One of the reasons I think we need to take the app-to-human pattern seriously is that it turns our decision-making — consent or not? share data or not? — into something more meaningful than the pro forma “click the I Agree button” consent we’re made to do all the time. If you set up a policy to have an app ask you for a decision at a critical moment, its logic must be prepared to do some interesting X if Yes and do some other interesting Y if No. Today, X=Give Service and Y=Refuse Service.
Hi Eve, perhaps its relevant to point out that both app-to-app and app-inititiated would typically (or always in some spaces) be preceded by a human-initiated interaction – either to get consent or for the user to facilitate setting up subsequent bits.
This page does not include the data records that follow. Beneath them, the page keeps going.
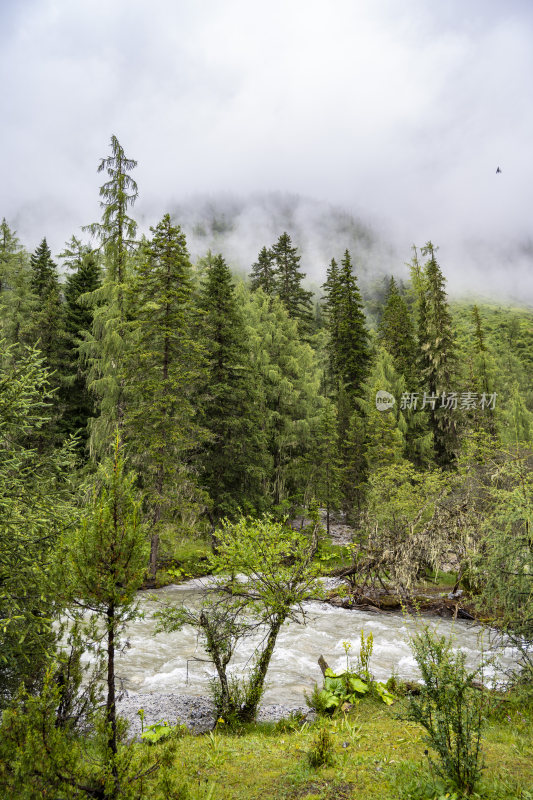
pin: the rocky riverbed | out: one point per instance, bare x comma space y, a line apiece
197, 713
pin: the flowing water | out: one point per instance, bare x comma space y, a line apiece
171, 663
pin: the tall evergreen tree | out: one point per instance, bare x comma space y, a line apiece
332, 315
78, 402
289, 379
47, 326
436, 342
16, 304
397, 335
163, 368
323, 461
263, 274
289, 279
233, 463
352, 351
105, 351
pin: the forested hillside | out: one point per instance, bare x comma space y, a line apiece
145, 398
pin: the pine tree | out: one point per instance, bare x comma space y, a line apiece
323, 461
105, 351
16, 299
263, 274
233, 463
35, 500
289, 279
47, 324
163, 368
78, 403
438, 351
332, 315
289, 379
397, 335
352, 349
106, 559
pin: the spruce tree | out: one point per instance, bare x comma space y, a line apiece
164, 366
332, 315
323, 461
47, 326
16, 298
289, 379
263, 274
437, 349
233, 462
352, 348
289, 279
397, 335
105, 350
78, 402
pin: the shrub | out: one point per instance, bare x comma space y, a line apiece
450, 709
321, 753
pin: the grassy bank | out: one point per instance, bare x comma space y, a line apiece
376, 755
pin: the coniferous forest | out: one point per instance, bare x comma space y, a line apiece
163, 419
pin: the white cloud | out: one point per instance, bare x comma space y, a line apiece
398, 111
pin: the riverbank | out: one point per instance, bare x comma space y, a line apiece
376, 754
196, 713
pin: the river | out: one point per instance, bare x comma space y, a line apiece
168, 663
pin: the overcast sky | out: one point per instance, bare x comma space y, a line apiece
397, 110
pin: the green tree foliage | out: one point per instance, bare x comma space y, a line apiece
406, 527
265, 572
263, 274
288, 379
163, 368
34, 504
105, 562
385, 430
289, 287
396, 334
322, 464
78, 404
47, 317
104, 351
437, 348
233, 461
350, 351
331, 314
504, 565
16, 298
451, 709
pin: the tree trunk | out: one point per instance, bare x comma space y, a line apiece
255, 689
111, 710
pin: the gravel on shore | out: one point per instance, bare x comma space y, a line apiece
197, 713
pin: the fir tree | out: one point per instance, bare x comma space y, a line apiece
105, 351
332, 315
397, 335
16, 299
352, 349
78, 403
437, 345
163, 369
263, 274
289, 381
289, 279
47, 323
233, 463
323, 462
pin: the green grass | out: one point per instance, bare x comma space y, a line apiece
377, 755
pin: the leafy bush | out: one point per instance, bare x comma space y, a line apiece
349, 686
321, 753
450, 709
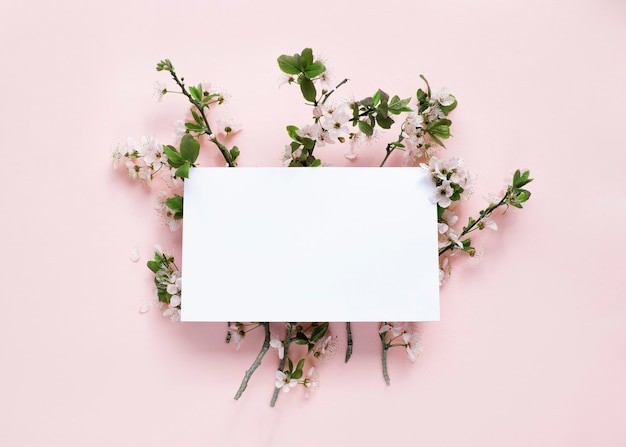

Wrt Eric’s point, users are vulnerable to phishing not because they can receive unsolicited app-initiated messages, but because they bear the burden of authenticating the sender. The user’s IDP is better qualified to do this on their behalf.
Wrt OAuth, where Ive seen it used so far, the pattern would seem to be still human-initiated, its just the message flow is app-to-app. I’ve seen Oauth used for the initial bulk transfer of attributes, but not subsequent ‘syncing’. I may well just not be looking at the right places.
I love the point you make about today’s (forced) binary decision making for users – thereby allowing for no shades of service. It does suggest to me that apps, in addition to expressing what identity they need, should be also able to indicate the implications of their not receiving it. I dont think IGF covers this ….
paul
p.s. I love Interaction Service, I do. It’s just that we’re at different places right now
Paul– All excellent points!
I almost wrote about that natural progression in my original post: certainly for consumer/user-driven use cases, human-initiated always precedes and authorizes app-to-app, and app-to-app precedes and authorizes app-to-human.
You’re right that OAuth is generally used during an ongoing human-initiated session, but I think it need not, and certainly ID-WSF doesn’t assume it. Maybe it would be useful to add the “session” semantic explicitly to this framework (such as it is), to make the set of use cases more clear and maybe even inform IGF (or IGF++) work.